Gare au retour de Serenicity


Fin octobre 2019, la mairie annonce qu’elle « ne mènera pas l’expérimentation des capteurs sonores envisagée au printemps dernier » dans les rues des quartiers Tarentaize-Beaubrun. Une victoire dont on s’est bien sûr félicités. Pourtant, le projet n’est pas arrêté. Cette mise en sommeil résulte de l’absence de cadre législatif le permettant. Or le gouvernement planche sur un projet de loi en la matière et les espoirs que la Commission européenne mettraient le holà aux expérimentations de reconnaissance faciale et autres ont été douchés la semaine dernière [1]. Il est donc plus qu’important de rester vigilant.e.s sur cette question… Retour sur le projet initial de Serenicity avec un article de Couac paru à l’automne 2019.

Stockage des données du quartier, puis de la ville ?
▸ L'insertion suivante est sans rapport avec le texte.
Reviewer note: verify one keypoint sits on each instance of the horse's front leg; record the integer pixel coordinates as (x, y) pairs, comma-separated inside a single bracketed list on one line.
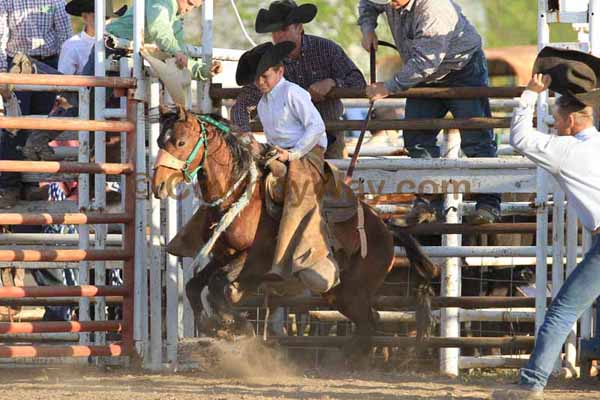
[(195, 289)]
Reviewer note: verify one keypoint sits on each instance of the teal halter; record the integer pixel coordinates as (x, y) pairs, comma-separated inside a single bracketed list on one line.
[(202, 141)]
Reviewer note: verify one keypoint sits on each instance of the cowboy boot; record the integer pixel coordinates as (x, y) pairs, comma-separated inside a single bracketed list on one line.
[(517, 393)]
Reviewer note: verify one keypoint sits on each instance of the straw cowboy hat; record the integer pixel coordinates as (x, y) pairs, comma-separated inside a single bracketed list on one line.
[(282, 13), (176, 81), (77, 7), (256, 61), (574, 73)]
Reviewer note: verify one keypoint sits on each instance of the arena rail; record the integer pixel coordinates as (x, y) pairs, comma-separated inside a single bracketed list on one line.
[(125, 292)]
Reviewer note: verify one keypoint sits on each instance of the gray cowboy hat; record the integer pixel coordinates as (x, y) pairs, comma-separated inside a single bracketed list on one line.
[(282, 13), (77, 7), (574, 73), (256, 61)]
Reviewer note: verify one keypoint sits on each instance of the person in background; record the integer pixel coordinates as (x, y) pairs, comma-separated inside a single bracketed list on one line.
[(439, 47), (164, 28), (571, 157), (37, 29)]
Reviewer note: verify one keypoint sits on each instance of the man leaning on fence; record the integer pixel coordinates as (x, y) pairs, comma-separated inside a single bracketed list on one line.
[(440, 48), (38, 29), (163, 27), (571, 157)]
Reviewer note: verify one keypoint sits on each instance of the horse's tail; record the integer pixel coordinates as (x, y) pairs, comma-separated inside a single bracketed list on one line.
[(427, 271), (426, 268)]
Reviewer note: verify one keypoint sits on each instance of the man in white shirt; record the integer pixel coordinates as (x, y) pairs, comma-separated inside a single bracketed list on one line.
[(571, 157), (294, 127), (76, 51)]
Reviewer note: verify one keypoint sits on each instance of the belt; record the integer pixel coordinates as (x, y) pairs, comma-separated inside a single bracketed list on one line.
[(44, 58)]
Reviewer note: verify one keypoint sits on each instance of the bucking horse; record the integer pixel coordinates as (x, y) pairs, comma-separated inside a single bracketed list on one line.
[(237, 223)]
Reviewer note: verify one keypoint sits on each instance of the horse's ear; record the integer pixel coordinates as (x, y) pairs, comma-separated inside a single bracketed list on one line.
[(181, 113), (163, 109)]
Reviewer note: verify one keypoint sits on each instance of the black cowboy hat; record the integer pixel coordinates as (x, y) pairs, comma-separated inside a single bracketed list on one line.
[(77, 7), (256, 61), (574, 73), (282, 13)]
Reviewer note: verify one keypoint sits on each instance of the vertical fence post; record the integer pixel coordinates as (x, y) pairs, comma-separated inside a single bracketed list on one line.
[(541, 270), (100, 156), (83, 189), (571, 343), (172, 283), (141, 242), (156, 259), (451, 273), (594, 27), (129, 232)]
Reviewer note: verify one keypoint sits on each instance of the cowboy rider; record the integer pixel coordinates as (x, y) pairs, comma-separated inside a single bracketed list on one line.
[(295, 128), (316, 64)]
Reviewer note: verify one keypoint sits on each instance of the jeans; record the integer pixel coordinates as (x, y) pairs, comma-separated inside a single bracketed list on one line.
[(474, 143), (32, 103), (576, 295)]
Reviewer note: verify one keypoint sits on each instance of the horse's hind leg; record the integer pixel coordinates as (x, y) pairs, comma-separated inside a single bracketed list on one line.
[(194, 288), (355, 303)]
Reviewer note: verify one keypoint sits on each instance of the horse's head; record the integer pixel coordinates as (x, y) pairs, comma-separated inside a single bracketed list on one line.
[(182, 142)]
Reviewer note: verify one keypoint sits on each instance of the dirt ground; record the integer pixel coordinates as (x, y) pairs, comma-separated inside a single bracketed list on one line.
[(90, 384), (257, 373)]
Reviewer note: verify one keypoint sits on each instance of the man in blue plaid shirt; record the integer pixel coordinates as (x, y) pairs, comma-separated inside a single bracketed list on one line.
[(38, 29)]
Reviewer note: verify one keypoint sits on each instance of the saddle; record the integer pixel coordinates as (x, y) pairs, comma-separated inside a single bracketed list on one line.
[(339, 203)]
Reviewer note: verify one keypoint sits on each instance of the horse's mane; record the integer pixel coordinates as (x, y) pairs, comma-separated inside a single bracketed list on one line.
[(240, 152)]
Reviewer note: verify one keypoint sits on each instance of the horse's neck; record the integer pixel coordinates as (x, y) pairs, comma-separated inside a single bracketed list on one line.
[(219, 171)]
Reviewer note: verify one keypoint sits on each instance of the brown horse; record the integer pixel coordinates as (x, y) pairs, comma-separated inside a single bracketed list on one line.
[(245, 249)]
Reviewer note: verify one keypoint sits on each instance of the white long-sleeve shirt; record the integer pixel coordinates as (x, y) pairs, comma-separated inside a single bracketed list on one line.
[(75, 53), (290, 119), (572, 160)]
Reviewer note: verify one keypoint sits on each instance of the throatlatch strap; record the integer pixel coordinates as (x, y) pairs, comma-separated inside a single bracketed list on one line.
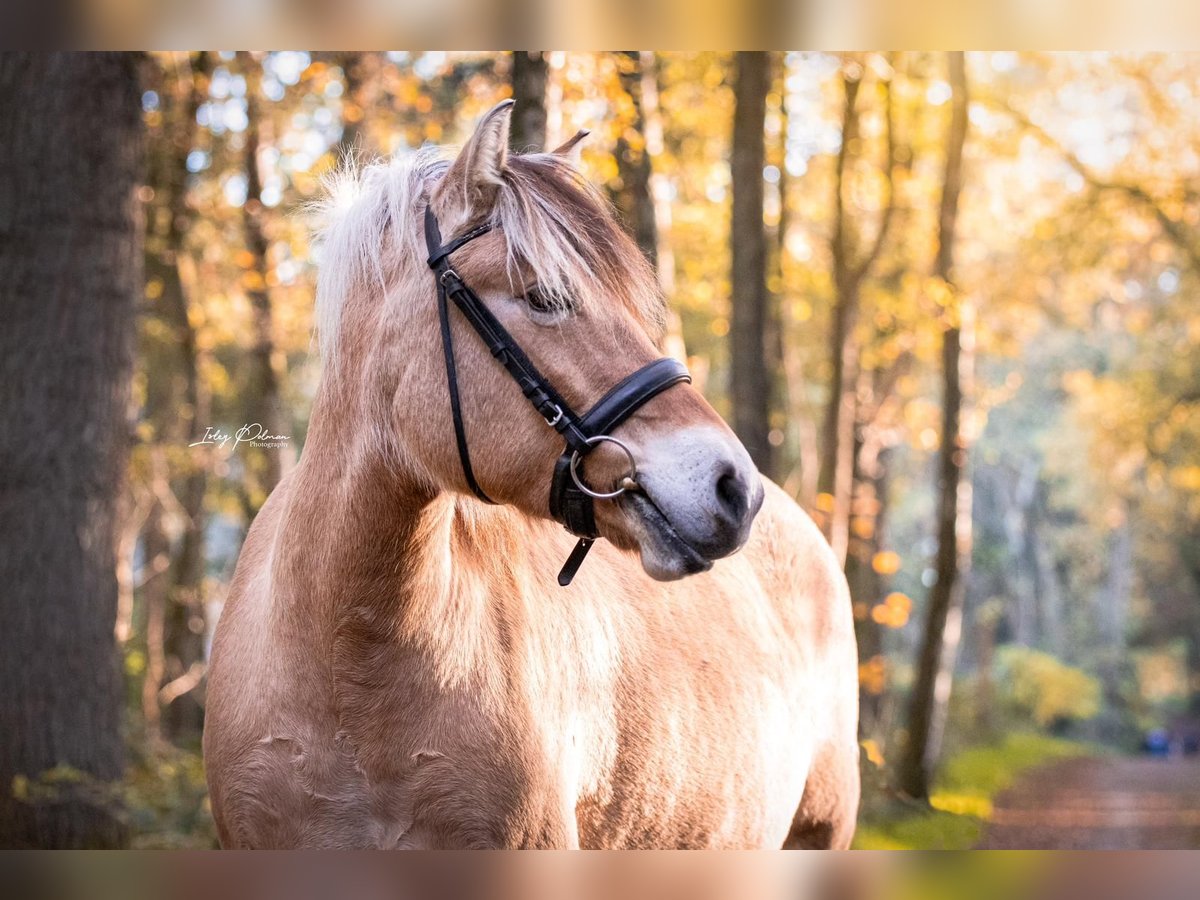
[(460, 429)]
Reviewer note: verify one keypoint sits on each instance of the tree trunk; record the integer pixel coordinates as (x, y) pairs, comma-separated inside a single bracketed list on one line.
[(835, 481), (750, 381), (187, 409), (267, 363), (353, 112), (529, 71), (71, 256), (935, 671), (645, 199)]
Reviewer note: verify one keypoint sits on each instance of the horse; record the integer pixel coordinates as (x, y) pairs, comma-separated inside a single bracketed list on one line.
[(395, 665)]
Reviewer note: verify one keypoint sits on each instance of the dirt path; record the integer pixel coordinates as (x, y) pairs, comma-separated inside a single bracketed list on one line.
[(1101, 804)]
Une plateforme numérique de la Ville et de la Métropole, Digital Saint-Étienne élaborée par Suez, collecterait aussi les données de Serenicity. Cette plateforme fusionne déjà les données collectées par la ville, la métropole, divers délégataires de services publics et des données issues des réseaux sociaux pour ce quartier test de Tarentaize-Beaubrun. Elle stocke des données liées aux consommations énergétiques publiques, etc. mais aussi celles issues des vidéos. Celles collectées par Serenicity alimenteraient entre autres la plateforme « en vue de la visualisation sur carte … pour constituer un outil d’aide à la décision concernant la tranquillité urbaine. »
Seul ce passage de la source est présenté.